This approach has worked well in developed markets. The FTSE Research Affiliates Fundamental index (Rafi) is derived from the 1,000 companies with the highest scores on those four criteria listed on the FTSE Developed All Cap index.
Over both one and five-year periods, this Rafi product has outperformed its parent by five percentage points. So far this year it is ahead too, with a return of 19.9% to the broader basket’s 17.4%.
Yet there is a disappointing member of the Rafi family. The FTSE Rafi Emerging index consists of the 350 stocks with the best fundamental ratings drawn from the FTSE Emerging All Cap index, which it has lagged in both rising and falling markets.
Since 2008, when the wider index has gained 42.5%, the FTSE Rafi Emerging index has risen by 40.9%. In the emerging market turmoil since January, Rafi has lost 1.8 percentage points more than its parent, with a 6.8% fall. Most worryingly, Rafi has dropped by 2.5% over the past 12 months, even as the FTSE Emerging All Cap index has climbed by 0.5%.
So what has gone wrong with this smart beta approach to emerging markets?
Quite simply, it has been a question of style.
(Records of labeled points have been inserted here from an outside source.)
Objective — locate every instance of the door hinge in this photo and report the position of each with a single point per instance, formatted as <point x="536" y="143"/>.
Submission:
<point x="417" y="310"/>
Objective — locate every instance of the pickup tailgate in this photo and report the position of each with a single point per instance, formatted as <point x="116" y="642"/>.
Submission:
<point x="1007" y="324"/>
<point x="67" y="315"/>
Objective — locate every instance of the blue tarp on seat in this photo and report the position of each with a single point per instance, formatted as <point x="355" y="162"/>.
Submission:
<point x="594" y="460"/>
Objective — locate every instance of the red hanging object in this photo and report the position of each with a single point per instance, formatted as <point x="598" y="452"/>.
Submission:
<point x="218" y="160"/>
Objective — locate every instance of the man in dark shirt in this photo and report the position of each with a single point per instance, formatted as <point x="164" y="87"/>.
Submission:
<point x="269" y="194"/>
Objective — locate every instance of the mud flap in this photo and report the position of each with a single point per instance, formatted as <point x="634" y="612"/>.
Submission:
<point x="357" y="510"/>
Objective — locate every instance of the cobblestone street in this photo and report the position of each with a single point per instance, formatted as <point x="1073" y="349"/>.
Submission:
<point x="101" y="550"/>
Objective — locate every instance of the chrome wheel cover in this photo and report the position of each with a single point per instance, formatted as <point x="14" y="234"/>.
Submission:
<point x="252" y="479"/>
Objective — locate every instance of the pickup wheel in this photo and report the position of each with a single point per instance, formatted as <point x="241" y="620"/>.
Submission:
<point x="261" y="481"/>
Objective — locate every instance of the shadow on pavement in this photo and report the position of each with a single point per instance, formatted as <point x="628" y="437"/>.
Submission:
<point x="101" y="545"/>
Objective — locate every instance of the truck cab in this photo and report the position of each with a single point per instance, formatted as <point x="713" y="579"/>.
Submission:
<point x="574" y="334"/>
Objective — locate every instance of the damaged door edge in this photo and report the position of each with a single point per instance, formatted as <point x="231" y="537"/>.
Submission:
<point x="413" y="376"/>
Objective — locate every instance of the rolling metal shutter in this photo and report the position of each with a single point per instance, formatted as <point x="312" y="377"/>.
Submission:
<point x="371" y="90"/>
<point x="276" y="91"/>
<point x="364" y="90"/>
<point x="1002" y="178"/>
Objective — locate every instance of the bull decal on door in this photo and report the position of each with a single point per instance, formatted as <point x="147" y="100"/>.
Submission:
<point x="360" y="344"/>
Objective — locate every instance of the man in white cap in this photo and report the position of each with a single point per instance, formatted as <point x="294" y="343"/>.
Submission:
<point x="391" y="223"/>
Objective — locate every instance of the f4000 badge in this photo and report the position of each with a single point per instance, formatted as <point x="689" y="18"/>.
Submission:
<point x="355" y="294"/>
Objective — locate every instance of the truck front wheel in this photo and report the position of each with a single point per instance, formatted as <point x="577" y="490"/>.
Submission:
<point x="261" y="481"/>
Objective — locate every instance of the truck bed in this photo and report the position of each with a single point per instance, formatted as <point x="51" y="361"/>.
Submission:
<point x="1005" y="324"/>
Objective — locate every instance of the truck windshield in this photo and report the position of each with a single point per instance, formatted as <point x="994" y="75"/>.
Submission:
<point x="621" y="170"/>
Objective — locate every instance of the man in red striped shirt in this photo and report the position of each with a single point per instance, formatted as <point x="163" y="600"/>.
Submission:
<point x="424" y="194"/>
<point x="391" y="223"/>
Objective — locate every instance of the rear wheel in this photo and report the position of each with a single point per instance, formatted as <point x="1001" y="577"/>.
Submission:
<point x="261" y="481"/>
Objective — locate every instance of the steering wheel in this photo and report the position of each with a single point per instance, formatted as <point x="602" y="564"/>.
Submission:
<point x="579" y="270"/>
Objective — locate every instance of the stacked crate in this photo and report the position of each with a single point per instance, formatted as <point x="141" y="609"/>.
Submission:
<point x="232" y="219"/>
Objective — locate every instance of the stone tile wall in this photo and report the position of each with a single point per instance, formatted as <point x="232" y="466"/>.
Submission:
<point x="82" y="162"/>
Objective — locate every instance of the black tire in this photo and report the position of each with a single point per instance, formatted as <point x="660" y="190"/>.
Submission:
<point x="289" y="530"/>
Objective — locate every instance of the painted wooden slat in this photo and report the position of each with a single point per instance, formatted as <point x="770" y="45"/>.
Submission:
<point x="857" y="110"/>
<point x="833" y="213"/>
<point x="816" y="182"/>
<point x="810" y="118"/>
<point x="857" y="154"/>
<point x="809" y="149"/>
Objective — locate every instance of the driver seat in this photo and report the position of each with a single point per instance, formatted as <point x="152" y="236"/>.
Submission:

An index that emphasises market capitalisation is one that rewards price momentum. It is, in essence, a growth strategy. Shares are bought as they appreciate into the index and sold as they slip out of it.
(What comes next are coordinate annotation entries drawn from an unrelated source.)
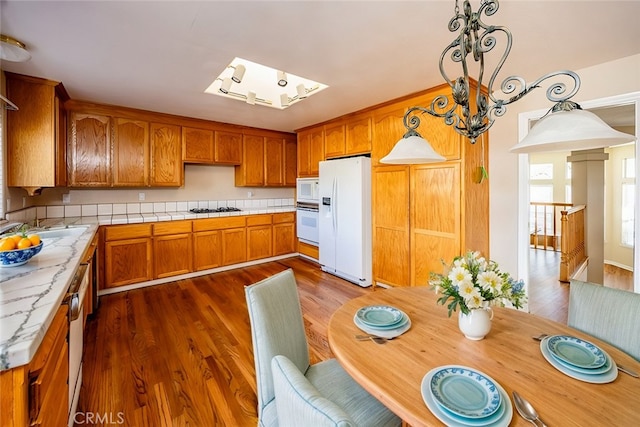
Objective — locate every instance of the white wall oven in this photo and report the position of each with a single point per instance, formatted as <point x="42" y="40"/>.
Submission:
<point x="307" y="199"/>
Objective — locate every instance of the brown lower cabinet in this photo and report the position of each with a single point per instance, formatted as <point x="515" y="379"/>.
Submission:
<point x="135" y="253"/>
<point x="172" y="248"/>
<point x="127" y="254"/>
<point x="259" y="237"/>
<point x="284" y="233"/>
<point x="37" y="394"/>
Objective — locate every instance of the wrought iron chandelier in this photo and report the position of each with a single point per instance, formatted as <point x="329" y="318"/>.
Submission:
<point x="475" y="38"/>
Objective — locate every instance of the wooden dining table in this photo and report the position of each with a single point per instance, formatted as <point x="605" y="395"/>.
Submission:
<point x="393" y="372"/>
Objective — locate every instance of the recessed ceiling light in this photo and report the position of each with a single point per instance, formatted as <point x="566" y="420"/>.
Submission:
<point x="258" y="84"/>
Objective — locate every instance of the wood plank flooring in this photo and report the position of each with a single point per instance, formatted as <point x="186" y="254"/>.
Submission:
<point x="548" y="297"/>
<point x="180" y="354"/>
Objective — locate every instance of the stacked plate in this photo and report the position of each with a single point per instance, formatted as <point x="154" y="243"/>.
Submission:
<point x="579" y="359"/>
<point x="462" y="396"/>
<point x="382" y="320"/>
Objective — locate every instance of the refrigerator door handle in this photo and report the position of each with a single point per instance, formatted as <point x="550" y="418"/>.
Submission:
<point x="334" y="194"/>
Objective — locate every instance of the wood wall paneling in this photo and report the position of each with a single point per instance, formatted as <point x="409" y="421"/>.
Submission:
<point x="435" y="230"/>
<point x="387" y="129"/>
<point x="391" y="220"/>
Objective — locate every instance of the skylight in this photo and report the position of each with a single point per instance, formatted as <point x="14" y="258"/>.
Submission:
<point x="258" y="84"/>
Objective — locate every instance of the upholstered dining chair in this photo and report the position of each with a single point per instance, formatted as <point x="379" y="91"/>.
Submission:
<point x="612" y="315"/>
<point x="313" y="395"/>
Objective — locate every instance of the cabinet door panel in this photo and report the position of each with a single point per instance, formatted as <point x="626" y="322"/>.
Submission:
<point x="316" y="151"/>
<point x="259" y="242"/>
<point x="166" y="156"/>
<point x="172" y="255"/>
<point x="274" y="161"/>
<point x="436" y="209"/>
<point x="207" y="250"/>
<point x="334" y="140"/>
<point x="284" y="238"/>
<point x="33" y="134"/>
<point x="228" y="148"/>
<point x="197" y="145"/>
<point x="90" y="150"/>
<point x="131" y="153"/>
<point x="358" y="138"/>
<point x="127" y="261"/>
<point x="304" y="151"/>
<point x="290" y="161"/>
<point x="251" y="172"/>
<point x="234" y="246"/>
This has advantages: it is liquid, low cost, and successful when the market is looking for growth.
In contrast, the Rafi index has a far greater value bias. Taking book value into account obviously bends Rafi in that direction – as, to a lesser extent, does the prominence given to dividends.
In practice, this has left Rafi with significant allocations to both the oil sector and Russia – calls that have been contrarian for a long time now. Russia represents 14% of the Rafi index, double that of the FTSE Emerging All Cap index. Similarly, 13% of the FTSE index is held in oil and gas companies, compared with a quarter of Rafi.